Six-foot sea rise would kill surfspots, displace 13 mil in just 80 years

Rincon at low tide © Miles Jackler

Rincon as we know her would be gone.  Rising sea levels could affect up to 6 million in Florida alone.

Surf News Network, February, 2017 – If current projections from a study are correct, by the year 2100 many low-tide-only and other surfspots will dissappear, along with millions of homes. Researchers assessed sea level change scenarios using data from the U.S. Oceanic and Atmospheric Administration.

The study’s lead author, University of Georgia demographer Mathew Hauer told Planet Ark that these estimates put the number of displaced at three times that of previous calculations.

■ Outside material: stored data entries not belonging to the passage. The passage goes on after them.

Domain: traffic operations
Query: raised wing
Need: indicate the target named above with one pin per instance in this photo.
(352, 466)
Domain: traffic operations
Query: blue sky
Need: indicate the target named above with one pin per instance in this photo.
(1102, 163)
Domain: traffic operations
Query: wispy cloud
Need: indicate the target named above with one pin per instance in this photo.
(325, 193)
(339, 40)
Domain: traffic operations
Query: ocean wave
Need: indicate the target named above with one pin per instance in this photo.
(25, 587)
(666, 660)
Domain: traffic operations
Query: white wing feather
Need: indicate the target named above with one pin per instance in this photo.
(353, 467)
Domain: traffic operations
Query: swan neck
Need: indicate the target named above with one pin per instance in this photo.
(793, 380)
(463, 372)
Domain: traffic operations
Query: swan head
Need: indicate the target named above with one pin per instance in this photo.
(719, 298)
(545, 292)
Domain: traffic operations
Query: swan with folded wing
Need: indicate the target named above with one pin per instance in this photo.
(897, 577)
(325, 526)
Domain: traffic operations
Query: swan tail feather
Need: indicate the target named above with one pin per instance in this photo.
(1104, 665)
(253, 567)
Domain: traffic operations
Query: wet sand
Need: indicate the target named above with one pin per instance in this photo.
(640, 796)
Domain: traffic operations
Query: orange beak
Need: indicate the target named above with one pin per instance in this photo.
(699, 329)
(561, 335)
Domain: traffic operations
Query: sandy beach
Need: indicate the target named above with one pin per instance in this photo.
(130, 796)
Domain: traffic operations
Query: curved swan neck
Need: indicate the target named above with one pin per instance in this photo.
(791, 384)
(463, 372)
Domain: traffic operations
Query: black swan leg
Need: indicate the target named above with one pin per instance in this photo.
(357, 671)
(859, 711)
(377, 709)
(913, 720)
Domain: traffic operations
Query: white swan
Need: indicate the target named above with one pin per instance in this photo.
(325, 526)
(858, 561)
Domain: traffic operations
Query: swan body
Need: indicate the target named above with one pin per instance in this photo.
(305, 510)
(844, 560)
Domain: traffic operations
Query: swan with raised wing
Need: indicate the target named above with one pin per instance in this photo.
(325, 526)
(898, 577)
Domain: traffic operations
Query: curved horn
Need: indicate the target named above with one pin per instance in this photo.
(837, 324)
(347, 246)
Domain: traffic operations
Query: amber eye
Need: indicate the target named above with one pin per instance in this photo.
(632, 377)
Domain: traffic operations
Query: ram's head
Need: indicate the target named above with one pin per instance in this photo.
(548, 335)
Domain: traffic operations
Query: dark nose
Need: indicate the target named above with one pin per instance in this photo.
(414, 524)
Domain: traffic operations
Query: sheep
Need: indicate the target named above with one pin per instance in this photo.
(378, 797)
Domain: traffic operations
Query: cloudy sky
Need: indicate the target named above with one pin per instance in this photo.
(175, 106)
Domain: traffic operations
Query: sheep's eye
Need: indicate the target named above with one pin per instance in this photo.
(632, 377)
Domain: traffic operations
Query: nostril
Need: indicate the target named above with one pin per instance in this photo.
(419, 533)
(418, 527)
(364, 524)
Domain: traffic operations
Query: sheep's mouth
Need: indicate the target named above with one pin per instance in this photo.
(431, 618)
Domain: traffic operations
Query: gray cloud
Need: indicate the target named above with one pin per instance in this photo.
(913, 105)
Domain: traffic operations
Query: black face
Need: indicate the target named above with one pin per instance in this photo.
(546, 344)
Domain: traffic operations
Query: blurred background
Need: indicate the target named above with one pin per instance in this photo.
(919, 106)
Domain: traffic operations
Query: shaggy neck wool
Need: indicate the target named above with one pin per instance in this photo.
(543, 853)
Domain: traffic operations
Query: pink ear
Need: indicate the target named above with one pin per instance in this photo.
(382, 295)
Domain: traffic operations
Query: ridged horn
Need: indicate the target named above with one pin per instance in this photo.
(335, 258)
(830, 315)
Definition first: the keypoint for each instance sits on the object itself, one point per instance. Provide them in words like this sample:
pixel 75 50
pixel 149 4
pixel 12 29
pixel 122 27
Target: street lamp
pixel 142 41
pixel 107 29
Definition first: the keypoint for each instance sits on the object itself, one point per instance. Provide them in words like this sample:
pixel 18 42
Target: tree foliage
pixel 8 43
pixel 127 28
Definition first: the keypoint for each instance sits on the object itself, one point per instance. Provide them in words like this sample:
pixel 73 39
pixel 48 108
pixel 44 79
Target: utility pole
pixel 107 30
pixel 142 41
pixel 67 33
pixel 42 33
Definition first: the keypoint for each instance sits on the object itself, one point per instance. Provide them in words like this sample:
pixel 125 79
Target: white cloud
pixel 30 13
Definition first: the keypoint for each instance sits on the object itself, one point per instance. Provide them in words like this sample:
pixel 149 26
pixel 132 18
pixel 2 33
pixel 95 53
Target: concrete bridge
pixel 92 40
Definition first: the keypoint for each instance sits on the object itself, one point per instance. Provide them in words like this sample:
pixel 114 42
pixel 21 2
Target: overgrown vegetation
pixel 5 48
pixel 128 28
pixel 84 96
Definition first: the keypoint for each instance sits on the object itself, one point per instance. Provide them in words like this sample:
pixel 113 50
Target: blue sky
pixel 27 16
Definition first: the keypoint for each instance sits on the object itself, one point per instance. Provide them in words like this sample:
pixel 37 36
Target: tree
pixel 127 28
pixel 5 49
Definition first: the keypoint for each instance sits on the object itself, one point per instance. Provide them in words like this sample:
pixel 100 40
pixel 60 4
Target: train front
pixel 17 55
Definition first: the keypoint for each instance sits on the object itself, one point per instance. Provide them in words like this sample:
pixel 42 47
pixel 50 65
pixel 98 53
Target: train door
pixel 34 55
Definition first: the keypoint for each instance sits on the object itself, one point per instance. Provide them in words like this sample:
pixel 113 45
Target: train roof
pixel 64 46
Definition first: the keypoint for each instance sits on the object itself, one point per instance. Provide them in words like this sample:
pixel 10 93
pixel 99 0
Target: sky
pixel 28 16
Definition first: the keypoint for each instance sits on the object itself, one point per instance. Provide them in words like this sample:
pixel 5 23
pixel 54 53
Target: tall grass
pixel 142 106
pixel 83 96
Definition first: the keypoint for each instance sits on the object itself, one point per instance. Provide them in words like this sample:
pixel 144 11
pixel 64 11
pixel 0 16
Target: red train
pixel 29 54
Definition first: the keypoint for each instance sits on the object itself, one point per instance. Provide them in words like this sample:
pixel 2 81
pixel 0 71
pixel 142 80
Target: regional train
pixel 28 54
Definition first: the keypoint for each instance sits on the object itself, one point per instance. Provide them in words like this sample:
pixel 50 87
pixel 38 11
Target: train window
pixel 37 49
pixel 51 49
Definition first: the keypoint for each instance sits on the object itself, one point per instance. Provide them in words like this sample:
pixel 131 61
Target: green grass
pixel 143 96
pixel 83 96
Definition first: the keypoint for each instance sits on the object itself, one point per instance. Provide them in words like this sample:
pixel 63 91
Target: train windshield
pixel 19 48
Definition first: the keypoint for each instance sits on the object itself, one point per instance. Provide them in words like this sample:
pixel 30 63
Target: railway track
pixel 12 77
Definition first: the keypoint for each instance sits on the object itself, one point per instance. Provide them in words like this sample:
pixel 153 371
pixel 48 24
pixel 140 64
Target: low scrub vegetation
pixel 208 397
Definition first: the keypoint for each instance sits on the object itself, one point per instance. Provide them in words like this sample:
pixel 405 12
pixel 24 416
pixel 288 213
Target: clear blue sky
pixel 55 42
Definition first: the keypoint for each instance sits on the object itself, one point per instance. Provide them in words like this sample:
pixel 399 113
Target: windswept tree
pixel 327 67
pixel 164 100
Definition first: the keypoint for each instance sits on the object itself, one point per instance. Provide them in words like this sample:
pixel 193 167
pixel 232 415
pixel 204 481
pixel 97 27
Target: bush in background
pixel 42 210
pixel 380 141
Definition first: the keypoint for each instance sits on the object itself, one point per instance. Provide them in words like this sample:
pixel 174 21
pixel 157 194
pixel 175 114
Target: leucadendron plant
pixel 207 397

With a sea level rise of 3 feet, locations that house 4.2 million people are at risk of inundation by rising sea levels. If that rise hits 6 feet, the number of displaced would more than double to 13.1 million – mostly due to densely populated regions in Florida. Louisiana sees 1.29 million at risk while California clocks in 1 million people at risk.

“As the sea level rises, coastal parts of Florida will be inundated,” University of Georgia geography professor Deepak Mishra, one of the researchers said in the article.

“Sea level rise is the phenomenon that makes climate change a reality for millions of people worldwide. The sheer volume of people at risk of displacement and becoming climate refugees is the main threat.”

And for surf spots? Say goodbye to firing low-tide Rincon, Mundaka and many spots in Santa Cruz.